Secara umum, beberapa pasal UU ITE diperdebatkan karena berpotensi melanggar prinsip perlindungan hak warga negara. Misalnya, Pasal 27 ayat (1) terkait konten yang bermuatan melanggar kesusilaan (pornografi ); ayat (2) terkait perjudian; ayat (3) terkait pencemaran nama baik; ayat (4) terkait konten bermuatan pemerasan atau ancaman. Juga Pasal 28 ayat (1) terkait berita bohong, dan ayat (2) terkait penyebaran informasi yang menimbulkan rasa kebencian atau permusuhan perihal suku, agama, dan ras (sara).
Dari seluruh pasal bermasalah tersebut, pasal pencemaran nama baik merupakan pasal yang paling disorot karena banyak “memakan korban”.

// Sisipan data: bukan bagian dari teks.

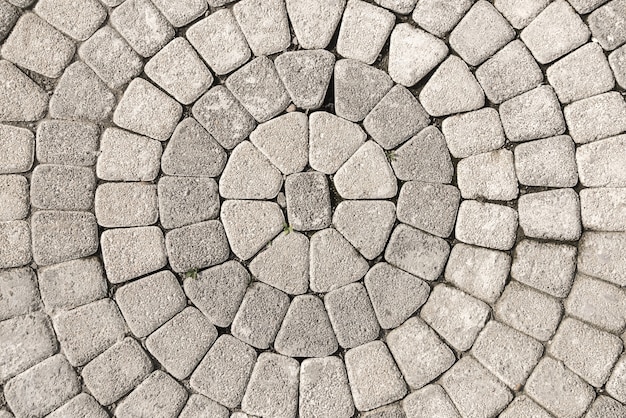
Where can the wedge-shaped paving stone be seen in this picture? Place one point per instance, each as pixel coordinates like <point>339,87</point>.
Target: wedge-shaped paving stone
<point>455,315</point>
<point>187,200</point>
<point>358,88</point>
<point>238,215</point>
<point>284,140</point>
<point>473,132</point>
<point>150,302</point>
<point>364,31</point>
<point>158,396</point>
<point>366,175</point>
<point>324,389</point>
<point>396,118</point>
<point>332,140</point>
<point>306,76</point>
<point>110,57</point>
<point>547,162</point>
<point>125,156</point>
<point>413,53</point>
<point>554,214</point>
<point>451,89</point>
<point>374,377</point>
<point>314,21</point>
<point>334,262</point>
<point>365,224</point>
<point>533,115</point>
<point>395,294</point>
<point>42,388</point>
<point>224,372</point>
<point>87,331</point>
<point>556,31</point>
<point>529,311</point>
<point>63,236</point>
<point>35,45</point>
<point>419,353</point>
<point>181,342</point>
<point>558,389</point>
<point>306,330</point>
<point>474,390</point>
<point>143,26</point>
<point>273,387</point>
<point>220,42</point>
<point>260,315</point>
<point>478,271</point>
<point>284,264</point>
<point>132,252</point>
<point>481,33</point>
<point>147,110</point>
<point>218,291</point>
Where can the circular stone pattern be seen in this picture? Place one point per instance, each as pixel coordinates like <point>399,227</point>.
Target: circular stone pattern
<point>312,208</point>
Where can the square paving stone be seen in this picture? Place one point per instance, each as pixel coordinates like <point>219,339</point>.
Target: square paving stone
<point>132,252</point>
<point>117,371</point>
<point>181,342</point>
<point>87,331</point>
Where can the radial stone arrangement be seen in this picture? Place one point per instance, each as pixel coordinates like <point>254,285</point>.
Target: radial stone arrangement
<point>312,208</point>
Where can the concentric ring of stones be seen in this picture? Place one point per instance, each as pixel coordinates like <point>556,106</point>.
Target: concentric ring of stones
<point>312,208</point>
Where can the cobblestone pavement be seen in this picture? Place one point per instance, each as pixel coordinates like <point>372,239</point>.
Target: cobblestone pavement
<point>312,208</point>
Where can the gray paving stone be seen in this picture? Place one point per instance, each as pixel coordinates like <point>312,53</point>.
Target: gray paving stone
<point>218,291</point>
<point>284,264</point>
<point>219,41</point>
<point>43,388</point>
<point>273,387</point>
<point>147,110</point>
<point>364,31</point>
<point>26,340</point>
<point>529,311</point>
<point>332,140</point>
<point>413,53</point>
<point>259,317</point>
<point>607,24</point>
<point>314,21</point>
<point>142,25</point>
<point>17,148</point>
<point>333,261</point>
<point>358,88</point>
<point>181,342</point>
<point>224,372</point>
<point>132,252</point>
<point>532,115</point>
<point>71,284</point>
<point>264,24</point>
<point>365,224</point>
<point>284,141</point>
<point>306,76</point>
<point>35,45</point>
<point>62,187</point>
<point>451,89</point>
<point>67,142</point>
<point>374,377</point>
<point>87,331</point>
<point>558,389</point>
<point>110,57</point>
<point>306,330</point>
<point>63,236</point>
<point>324,389</point>
<point>117,371</point>
<point>600,163</point>
<point>481,272</point>
<point>509,72</point>
<point>554,214</point>
<point>158,396</point>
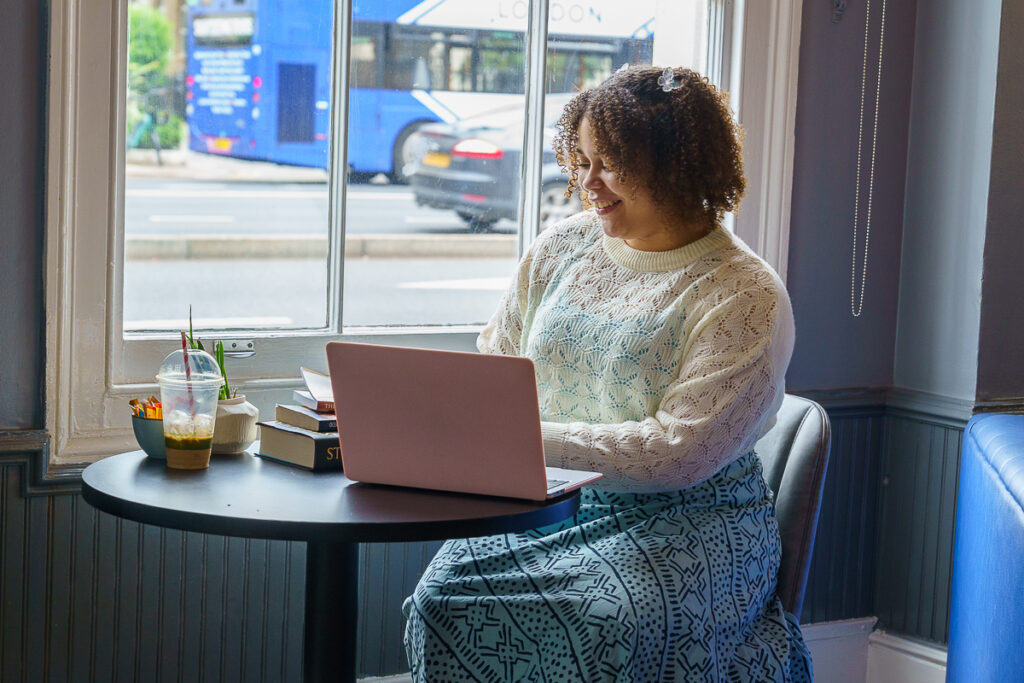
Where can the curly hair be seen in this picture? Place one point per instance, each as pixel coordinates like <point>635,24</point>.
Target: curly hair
<point>682,145</point>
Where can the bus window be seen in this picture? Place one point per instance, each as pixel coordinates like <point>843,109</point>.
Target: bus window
<point>500,66</point>
<point>364,61</point>
<point>296,102</point>
<point>223,30</point>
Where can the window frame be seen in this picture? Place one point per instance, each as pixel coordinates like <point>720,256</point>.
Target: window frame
<point>91,371</point>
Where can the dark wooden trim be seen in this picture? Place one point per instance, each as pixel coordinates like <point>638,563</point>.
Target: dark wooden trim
<point>848,401</point>
<point>30,449</point>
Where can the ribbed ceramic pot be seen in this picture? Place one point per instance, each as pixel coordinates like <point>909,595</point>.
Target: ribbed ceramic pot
<point>235,429</point>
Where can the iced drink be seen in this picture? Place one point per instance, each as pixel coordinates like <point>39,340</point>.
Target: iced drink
<point>187,440</point>
<point>188,388</point>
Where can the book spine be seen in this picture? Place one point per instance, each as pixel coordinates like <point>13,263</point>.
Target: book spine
<point>327,455</point>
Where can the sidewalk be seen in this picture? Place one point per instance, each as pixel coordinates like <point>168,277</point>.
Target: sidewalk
<point>187,165</point>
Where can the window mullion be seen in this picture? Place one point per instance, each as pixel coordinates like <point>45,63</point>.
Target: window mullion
<point>532,143</point>
<point>338,155</point>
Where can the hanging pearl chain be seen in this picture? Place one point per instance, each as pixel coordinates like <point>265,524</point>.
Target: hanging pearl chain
<point>855,305</point>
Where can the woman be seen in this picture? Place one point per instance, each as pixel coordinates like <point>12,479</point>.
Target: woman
<point>660,343</point>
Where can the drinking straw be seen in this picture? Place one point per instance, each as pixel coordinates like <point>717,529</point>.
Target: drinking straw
<point>192,404</point>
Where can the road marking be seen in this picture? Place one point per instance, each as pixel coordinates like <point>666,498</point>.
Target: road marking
<point>480,284</point>
<point>261,194</point>
<point>433,219</point>
<point>190,218</point>
<point>207,323</point>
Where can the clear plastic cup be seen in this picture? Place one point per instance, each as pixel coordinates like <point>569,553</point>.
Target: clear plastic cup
<point>188,396</point>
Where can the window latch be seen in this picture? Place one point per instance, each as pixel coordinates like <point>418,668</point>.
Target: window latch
<point>239,348</point>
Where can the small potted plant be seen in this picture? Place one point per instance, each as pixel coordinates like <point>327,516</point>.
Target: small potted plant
<point>235,429</point>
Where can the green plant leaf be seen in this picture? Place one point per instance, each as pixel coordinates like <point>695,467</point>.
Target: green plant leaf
<point>218,350</point>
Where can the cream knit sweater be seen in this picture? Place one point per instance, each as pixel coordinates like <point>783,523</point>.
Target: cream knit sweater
<point>655,369</point>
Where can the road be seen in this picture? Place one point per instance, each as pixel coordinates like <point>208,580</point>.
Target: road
<point>181,207</point>
<point>292,292</point>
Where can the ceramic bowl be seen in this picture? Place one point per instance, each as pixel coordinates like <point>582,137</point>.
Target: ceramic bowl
<point>150,434</point>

Meski tindak pidana pencemaran nama baik telah diatur rinci dalam Kitab Undang-Undang Hukum Pidana/KUHP (Pasal 310 hingga Pasal 317), pasal-pasal tersebut dianggap belum mampu menjangkau pencemaran nama baik yang terjadi di Internet. Dalil tersebut dikuatkan melalui putusan Mahkamah Konstitusi.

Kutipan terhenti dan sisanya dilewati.